La guerra en Oriente Próximo sumó este 28 de marzo un nuevo actor con capacidad real de alterar el conflicto y el comercio mundial. Los hutíes de Yemen lanzaron su primer ataque de esta guerra contra Israel y anunciaron que seguirán combatiendo mientras no cese la ofensiva contra Irán y sus aliados regionales. La entrada formal del grupo amplía el mapa de riesgo de manera inmediata.
Lo más preocupante no es solo el ataque en sí, sino la geografía desde la que operan. Los hutíes tienen acceso al mar Rojo y su participación reaviva el temor a bloqueos o interrupciones sobre corredores marítimos estratégicos. Si el conflicto ya había alterado a Ormuz, ahora también crece la inquietud por rutas que conectan Asia, África y Europa a través de Bab el Mandeb.

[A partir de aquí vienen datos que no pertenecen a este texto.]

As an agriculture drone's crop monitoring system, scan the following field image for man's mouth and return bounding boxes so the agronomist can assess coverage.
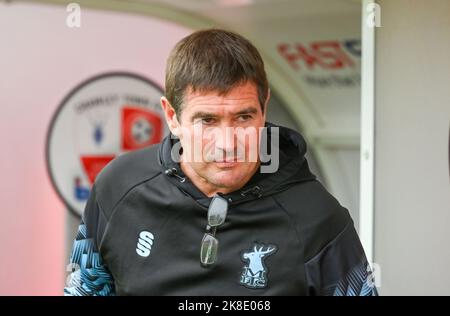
[214,158,238,168]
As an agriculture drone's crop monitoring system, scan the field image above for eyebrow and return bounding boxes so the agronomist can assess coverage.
[191,106,258,122]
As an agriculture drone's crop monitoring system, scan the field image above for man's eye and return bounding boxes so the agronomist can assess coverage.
[239,114,252,122]
[202,117,214,124]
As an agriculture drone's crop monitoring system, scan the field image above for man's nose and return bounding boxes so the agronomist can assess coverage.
[215,126,236,153]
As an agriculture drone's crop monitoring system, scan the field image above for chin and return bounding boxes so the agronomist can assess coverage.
[211,170,242,188]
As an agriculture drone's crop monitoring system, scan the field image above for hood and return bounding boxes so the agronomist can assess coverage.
[158,122,316,207]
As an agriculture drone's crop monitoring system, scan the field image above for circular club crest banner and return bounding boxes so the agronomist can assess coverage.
[47,73,168,216]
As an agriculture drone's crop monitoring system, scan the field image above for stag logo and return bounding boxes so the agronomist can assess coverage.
[240,244,277,289]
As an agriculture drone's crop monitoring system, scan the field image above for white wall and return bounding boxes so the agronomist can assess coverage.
[0,2,190,295]
[375,0,450,295]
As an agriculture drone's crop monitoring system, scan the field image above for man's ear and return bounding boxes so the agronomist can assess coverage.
[263,88,270,122]
[160,96,180,137]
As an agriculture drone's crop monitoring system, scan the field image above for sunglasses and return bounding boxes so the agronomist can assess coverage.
[200,194,228,267]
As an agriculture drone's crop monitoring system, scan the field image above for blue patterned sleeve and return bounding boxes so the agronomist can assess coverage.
[305,222,378,296]
[64,184,114,296]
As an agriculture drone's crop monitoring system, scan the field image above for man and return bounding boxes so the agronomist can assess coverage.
[65,29,376,295]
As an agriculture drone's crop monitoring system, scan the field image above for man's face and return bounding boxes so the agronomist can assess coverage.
[165,82,266,192]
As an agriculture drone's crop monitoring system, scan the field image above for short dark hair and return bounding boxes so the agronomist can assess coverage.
[165,29,269,114]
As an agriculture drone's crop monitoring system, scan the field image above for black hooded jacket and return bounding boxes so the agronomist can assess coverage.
[64,123,376,296]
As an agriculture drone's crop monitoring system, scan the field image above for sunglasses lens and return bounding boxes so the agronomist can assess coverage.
[208,195,228,227]
[200,234,219,265]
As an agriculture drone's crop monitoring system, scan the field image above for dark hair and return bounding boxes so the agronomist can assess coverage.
[165,29,269,114]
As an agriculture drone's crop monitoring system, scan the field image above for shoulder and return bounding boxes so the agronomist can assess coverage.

La milicia yemení no es un actor menor ni improvisado. Según la información disponible, controla buena parte del noroeste de Yemen, incluida Saná, y ya había demostrado capacidad para golpear navegación comercial en el pasado. Su regreso a la ofensiva no abre un frente simbólico, sino una amenaza logística y militar con antecedentes concretos.
La entrada de los hutíes también tiene un peso político regional. Su respaldo a Irán no significa obediencia automática, pero sí confirma que el conflicto se está expandiendo a aliados y fuerzas afines en distintos puntos de Oriente Próximo. Eso hace mucho más difícil cualquier intento de contención rápida y multiplica el riesgo de errores de cálculo.
Para la economía global, el mensaje es simple y preocupante. Más actores armados sobre rutas marítimas clave significa más primas de riesgo, más presión sobre seguros, más desvíos logísticos y probablemente más costos energéticos. Cuando el mar Rojo entra en la ecuación, el conflicto deja de ser solo regional y se convierte en un problema comercial global.
La noticia es de alto impacto porque cambia la escala del conflicto. Ya no se trata solo de ataques directos entre Estados. Ahora entra en juego una fuerza con capacidad para complicar el tránsito marítimo y arrastrar a más países a una crisis más amplia. Si esta escalada se consolida, el efecto sobre energía, comercio y seguridad internacional puede crecer todavía más en los próximos días.